Der junge Mann aus gutem Hause hat eine gute Ausbildung genossen. Das goutieren die vielen anderen Menschen aus gutem Hause. Sie funktionieren daher genauso wie es vorgesehen war: Jeder sucht aus dem norwegischen Plagiat genau das raus, was ihm oder ihr als Feindbild in den Kram passt.
So finden die Feministinnen seinen Frauenhass bedenkenswert, manche erkennen fundamentalistische Lehrmeinungen oder gar nationalistische Leitbilder.
Ein Glück, dass zumindest die norwegischen Richter nicht auf ihren Knöpfen rumdrücken lassen und die ganze Chose nicht coram publico durchkauen. Er bekommt dort keine Öffentlichkeit. Damit könnten die vielen Versatzstücke geistiger Tätigkeit genau dort bleiben, wo sie hingehören.
Aber jetzt wird alles hübsch genau da publiziert, wo es sonst nie stattgefunden hätte.
Sicher, einige Zeitgenossen werden nun erklären, dass man genau diese “kruden Thesen” im Licht der Öffentlichkeit diskutieren muss.

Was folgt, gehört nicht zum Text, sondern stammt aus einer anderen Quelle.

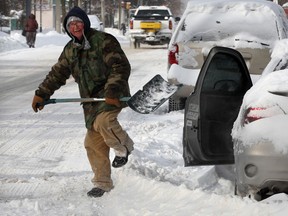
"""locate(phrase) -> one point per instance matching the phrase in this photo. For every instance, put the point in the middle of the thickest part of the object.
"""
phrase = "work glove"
(35, 103)
(113, 101)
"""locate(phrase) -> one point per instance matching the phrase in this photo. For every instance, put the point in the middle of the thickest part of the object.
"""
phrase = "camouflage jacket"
(101, 71)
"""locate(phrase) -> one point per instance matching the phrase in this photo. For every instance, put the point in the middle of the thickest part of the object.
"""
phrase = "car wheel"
(176, 104)
(241, 190)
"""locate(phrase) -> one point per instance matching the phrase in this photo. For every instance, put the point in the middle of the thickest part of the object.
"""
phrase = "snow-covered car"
(249, 26)
(96, 23)
(259, 133)
(254, 139)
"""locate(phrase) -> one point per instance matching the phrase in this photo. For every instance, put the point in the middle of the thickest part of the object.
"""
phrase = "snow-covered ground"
(44, 169)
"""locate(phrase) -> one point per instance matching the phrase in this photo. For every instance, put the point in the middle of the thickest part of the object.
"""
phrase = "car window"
(217, 25)
(152, 14)
(224, 74)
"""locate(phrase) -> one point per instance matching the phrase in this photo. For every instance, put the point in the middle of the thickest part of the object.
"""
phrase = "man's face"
(76, 29)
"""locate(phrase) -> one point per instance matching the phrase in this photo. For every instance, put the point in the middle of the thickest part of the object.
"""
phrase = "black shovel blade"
(153, 95)
(280, 93)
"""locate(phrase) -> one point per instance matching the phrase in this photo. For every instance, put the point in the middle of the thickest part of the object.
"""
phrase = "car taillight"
(170, 24)
(172, 56)
(253, 114)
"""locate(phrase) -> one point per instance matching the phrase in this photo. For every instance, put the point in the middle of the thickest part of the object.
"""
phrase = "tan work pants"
(106, 133)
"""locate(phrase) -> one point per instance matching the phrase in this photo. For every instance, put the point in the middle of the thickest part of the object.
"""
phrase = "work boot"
(120, 161)
(96, 192)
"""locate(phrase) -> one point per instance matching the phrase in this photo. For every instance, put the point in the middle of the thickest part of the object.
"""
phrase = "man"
(31, 27)
(101, 69)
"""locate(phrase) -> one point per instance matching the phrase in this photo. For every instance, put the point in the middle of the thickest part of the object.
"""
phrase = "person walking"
(31, 27)
(101, 69)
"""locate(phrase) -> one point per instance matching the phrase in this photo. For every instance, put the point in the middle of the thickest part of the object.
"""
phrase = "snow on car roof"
(214, 20)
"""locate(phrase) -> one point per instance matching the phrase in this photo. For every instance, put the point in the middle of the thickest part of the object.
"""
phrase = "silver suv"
(251, 27)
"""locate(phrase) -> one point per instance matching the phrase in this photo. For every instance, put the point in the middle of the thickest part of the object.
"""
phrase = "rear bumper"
(268, 169)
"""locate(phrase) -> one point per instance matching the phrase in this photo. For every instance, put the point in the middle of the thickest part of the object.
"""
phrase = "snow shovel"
(145, 101)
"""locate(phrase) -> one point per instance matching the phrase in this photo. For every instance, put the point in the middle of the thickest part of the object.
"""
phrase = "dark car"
(211, 113)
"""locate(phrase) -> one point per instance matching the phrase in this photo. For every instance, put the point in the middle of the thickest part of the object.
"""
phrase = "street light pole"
(40, 29)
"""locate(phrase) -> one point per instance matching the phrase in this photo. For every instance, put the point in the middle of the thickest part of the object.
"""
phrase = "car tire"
(176, 104)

Muss man das? Vor allem dann, wenn man das eigene Unverständnis gegenüber diesem Mann und diesen Ideen vor allen Menschen paaren muss mit der eigenen Ohnmacht?

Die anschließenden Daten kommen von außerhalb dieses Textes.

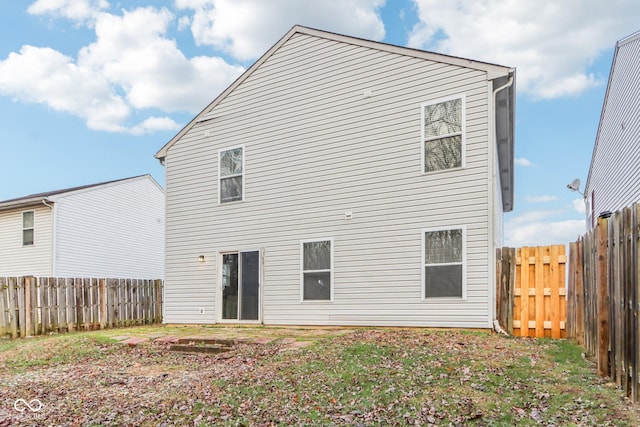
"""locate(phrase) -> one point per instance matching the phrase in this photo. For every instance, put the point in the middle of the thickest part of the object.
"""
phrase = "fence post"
(579, 283)
(602, 289)
(103, 303)
(27, 305)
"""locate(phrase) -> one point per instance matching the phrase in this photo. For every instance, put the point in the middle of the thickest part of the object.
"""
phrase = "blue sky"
(91, 89)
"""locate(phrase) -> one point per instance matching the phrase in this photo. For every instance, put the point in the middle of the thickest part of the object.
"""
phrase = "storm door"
(241, 285)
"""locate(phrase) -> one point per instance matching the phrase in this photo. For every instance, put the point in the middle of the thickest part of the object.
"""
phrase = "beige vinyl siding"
(315, 148)
(116, 230)
(615, 175)
(19, 260)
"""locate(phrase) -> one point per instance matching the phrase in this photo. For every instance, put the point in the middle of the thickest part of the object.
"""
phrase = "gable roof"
(38, 198)
(493, 70)
(503, 78)
(621, 43)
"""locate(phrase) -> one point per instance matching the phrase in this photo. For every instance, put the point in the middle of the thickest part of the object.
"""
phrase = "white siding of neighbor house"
(19, 260)
(614, 175)
(114, 230)
(316, 148)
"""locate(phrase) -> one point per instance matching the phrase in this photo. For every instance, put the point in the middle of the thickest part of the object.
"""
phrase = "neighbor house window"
(317, 271)
(443, 135)
(27, 228)
(444, 262)
(231, 174)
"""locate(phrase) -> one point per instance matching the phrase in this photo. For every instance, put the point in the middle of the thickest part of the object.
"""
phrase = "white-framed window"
(28, 223)
(444, 262)
(316, 270)
(231, 174)
(443, 134)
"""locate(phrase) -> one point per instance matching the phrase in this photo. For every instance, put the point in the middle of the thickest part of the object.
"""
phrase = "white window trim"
(222, 150)
(33, 242)
(423, 264)
(464, 132)
(302, 271)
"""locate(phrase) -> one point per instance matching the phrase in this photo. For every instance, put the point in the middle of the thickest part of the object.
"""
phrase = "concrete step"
(199, 348)
(207, 341)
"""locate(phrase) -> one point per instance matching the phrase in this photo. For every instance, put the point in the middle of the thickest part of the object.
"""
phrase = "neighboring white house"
(614, 174)
(113, 230)
(341, 181)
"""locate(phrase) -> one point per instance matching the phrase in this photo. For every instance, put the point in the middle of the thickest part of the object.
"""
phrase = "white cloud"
(524, 162)
(76, 10)
(153, 124)
(541, 199)
(247, 28)
(538, 233)
(550, 42)
(45, 76)
(132, 66)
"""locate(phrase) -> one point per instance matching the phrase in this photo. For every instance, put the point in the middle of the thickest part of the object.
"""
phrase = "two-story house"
(342, 181)
(112, 229)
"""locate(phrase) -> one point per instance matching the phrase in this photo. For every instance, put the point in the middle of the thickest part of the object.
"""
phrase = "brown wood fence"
(531, 294)
(603, 290)
(34, 306)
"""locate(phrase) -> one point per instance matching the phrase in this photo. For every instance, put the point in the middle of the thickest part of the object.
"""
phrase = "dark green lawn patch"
(367, 377)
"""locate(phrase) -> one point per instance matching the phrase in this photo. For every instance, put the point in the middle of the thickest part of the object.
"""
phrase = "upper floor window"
(317, 271)
(27, 227)
(443, 134)
(444, 262)
(231, 174)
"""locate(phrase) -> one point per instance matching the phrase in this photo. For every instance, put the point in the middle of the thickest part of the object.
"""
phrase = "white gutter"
(53, 237)
(492, 171)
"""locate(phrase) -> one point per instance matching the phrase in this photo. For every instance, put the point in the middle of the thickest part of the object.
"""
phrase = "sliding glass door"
(241, 285)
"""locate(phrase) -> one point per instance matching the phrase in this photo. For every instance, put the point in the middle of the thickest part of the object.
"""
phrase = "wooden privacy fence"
(604, 277)
(34, 306)
(531, 291)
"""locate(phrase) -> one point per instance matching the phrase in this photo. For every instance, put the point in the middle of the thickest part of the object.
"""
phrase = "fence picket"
(532, 291)
(38, 305)
(610, 329)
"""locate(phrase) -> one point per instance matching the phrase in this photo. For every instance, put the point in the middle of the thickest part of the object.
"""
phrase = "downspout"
(509, 83)
(53, 237)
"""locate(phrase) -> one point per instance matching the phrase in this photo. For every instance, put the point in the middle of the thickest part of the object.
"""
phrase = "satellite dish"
(575, 185)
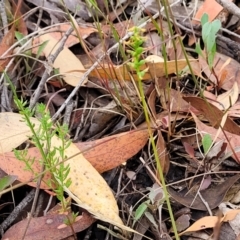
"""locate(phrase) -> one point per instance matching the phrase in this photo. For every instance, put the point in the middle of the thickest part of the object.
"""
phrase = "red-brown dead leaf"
(232, 139)
(104, 154)
(211, 7)
(58, 32)
(47, 227)
(108, 153)
(213, 114)
(226, 71)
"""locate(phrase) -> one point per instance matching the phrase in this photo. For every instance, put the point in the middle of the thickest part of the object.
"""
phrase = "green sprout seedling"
(209, 33)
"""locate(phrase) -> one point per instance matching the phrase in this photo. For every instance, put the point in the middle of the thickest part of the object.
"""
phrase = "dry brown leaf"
(225, 100)
(213, 114)
(109, 152)
(57, 32)
(123, 72)
(228, 98)
(47, 227)
(104, 154)
(211, 221)
(213, 195)
(68, 64)
(230, 71)
(88, 188)
(232, 139)
(210, 7)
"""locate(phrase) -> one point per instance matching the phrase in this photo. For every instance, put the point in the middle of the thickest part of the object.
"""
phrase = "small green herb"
(209, 33)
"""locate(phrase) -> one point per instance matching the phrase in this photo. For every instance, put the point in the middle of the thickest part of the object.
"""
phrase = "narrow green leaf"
(206, 142)
(6, 181)
(140, 211)
(204, 19)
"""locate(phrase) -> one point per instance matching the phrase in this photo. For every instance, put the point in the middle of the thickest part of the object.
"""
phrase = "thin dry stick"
(48, 69)
(85, 75)
(8, 221)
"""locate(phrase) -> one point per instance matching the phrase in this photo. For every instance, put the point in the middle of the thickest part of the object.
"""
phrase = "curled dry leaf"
(211, 221)
(155, 69)
(88, 188)
(104, 154)
(213, 195)
(47, 227)
(232, 139)
(226, 100)
(68, 64)
(213, 114)
(227, 73)
(58, 31)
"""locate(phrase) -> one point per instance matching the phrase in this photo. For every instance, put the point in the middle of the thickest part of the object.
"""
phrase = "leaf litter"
(106, 119)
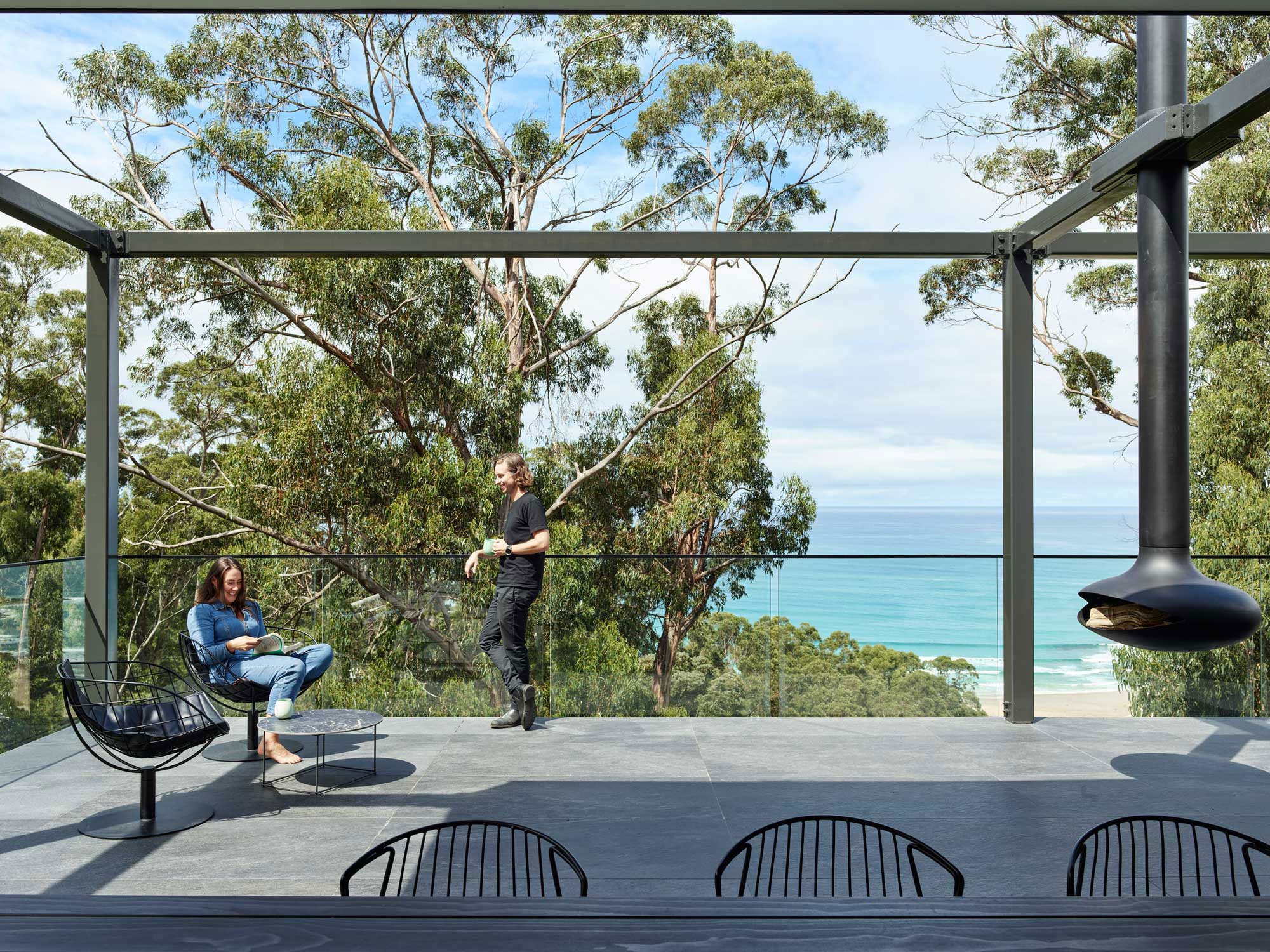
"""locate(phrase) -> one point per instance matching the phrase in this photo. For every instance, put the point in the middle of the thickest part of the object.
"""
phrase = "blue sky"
(863, 400)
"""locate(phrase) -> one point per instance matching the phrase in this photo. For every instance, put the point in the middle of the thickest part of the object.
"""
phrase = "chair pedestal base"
(238, 752)
(126, 823)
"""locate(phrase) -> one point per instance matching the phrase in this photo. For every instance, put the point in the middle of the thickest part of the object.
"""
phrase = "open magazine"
(274, 645)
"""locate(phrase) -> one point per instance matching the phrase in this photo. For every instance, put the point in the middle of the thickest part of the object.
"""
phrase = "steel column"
(1017, 483)
(102, 463)
(1164, 444)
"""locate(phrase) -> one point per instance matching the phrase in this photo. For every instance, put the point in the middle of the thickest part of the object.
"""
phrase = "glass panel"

Es wäre sicher hilfreich gewesen, auf den “enemy within” zu verweisen, so wie es Johann Galtung tat. Aber dann könnte man sich nicht an diesem 1500 Seiten langen Strohalm festhalten. Dann müsste man die Reflexion nach innen beugen, in das Innerste unserer Gesellschaft. Da ist aber keine Mitte! Da sind wir…
Leider hat der aufgeklärte Impetus aus Norwegen, der direkt nach den Nachrichten zu uns herüberschwappte keinerlei Denkpause eingeleitet. So haben die neuen Informationen die alten Schalter gedrückt und dieselben Phrasen aus den “Experten”, Journalisten und Politikern entlockt. Und mit diesen reflexhaften Analysen des Texts, der Internetnutzung und all der 1001 Attribute, die uns ermöglichen NICHT auf uns selbst zu schauen als mögliche Ursache, haben wir all den Nachahmern des Unabombers, McVeighs und all der ungezählten anderen ein weiteres Mal das Feld überlassen.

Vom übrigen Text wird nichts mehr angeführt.